The symposium was hosted by the Knowledge Foundation
Technology Commercialization Alliance, and held
at L’Enfant Plaza Hotel in Washington, D.C.
The symposium was preceded by a special one-day
workshop on “Biofuel Cells and Alternative
Fuel Approaches for Mobile Power Devices.”
The following lectures were presented in the workshop:
“Microbial Biofuel Cells – Recent Technologies,
Prospects and Major Research Issues,” Uwe
Schröder, Institut für Chemie und
Biochemie, University of Greifswald, Germany;
“The Upflow Microbial Fuel Cell for Wastewater
Treatment and Electricity Generation,” Largus
T. Angenent, Washington University; “Development
of Miniaturized Enzymatic and Microbial Fuel Cell
System,” S. (Krish) Krishnamoorthy,
CFD Research Corp.; “Developing High Power
Density and Long Lasting Enzymatic Biofuel Cells,”
Shelley D. Minteer, St. Louis University;
“Promise and Challenge of Enzymatic Fuel
Cells for Medical and Portable Power Applications,”

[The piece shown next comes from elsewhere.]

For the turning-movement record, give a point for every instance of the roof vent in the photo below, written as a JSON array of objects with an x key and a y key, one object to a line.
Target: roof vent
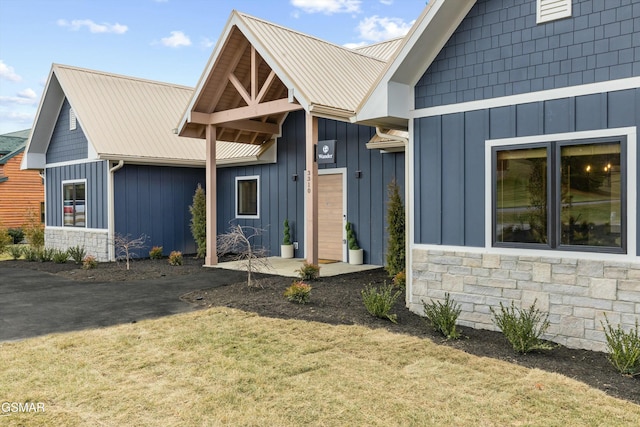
[{"x": 550, "y": 10}]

Christopher A. Apblett, Sandia National
Laboratories; “Biofuel Cell Potential for
Portable Power,” Nick Akers, Akermin
Inc.; and “Hydrogen Generation via Aqueous-Phase
Reforming of Glycerol,” Randy D. Cortright,
Virent Energy Systems Inc.
The pre-conference workshop closed with a presentation
and demonstration by Toby Woolrych and
Damian Thomas of ACTA S.p.A. titled “Making
Renewable Fuel Cells a Reality.”
Symposium on Small Fuel Cells
for Portable Applications
The two-day symposium on small fuel cells for
portable applications was well attended with participants
from all corners of the world. The professional
makeup of the attendees included a spectrum of
scientists, engineers, managers, investors, and
potential users. The conference organization included
24 oral presentations, a panel discussion of the
portable fuel cell industry, a poster session,
and company exhibitions.
Conference attendees were welcomed by Dr. Serge
Pan, director of program development for the
Knowledge Foundation, who invited attendees to
send him suggestions for next year’s conference
and to consider participation in Fuel Cell Durability
and Performance 2006.
Plenary Session
Valri Lightner of the U.S. Department
of Energy (DOE) discussed “The Department
of Energy Polymer Electrolyte Membrane Fuel Cell
Research and Development Activities.” While
DOE has the fuel cell vehicle and hydrogen economy
as their ultimate goal, helping industry introduce
portable fuel cells represents a near-term goal.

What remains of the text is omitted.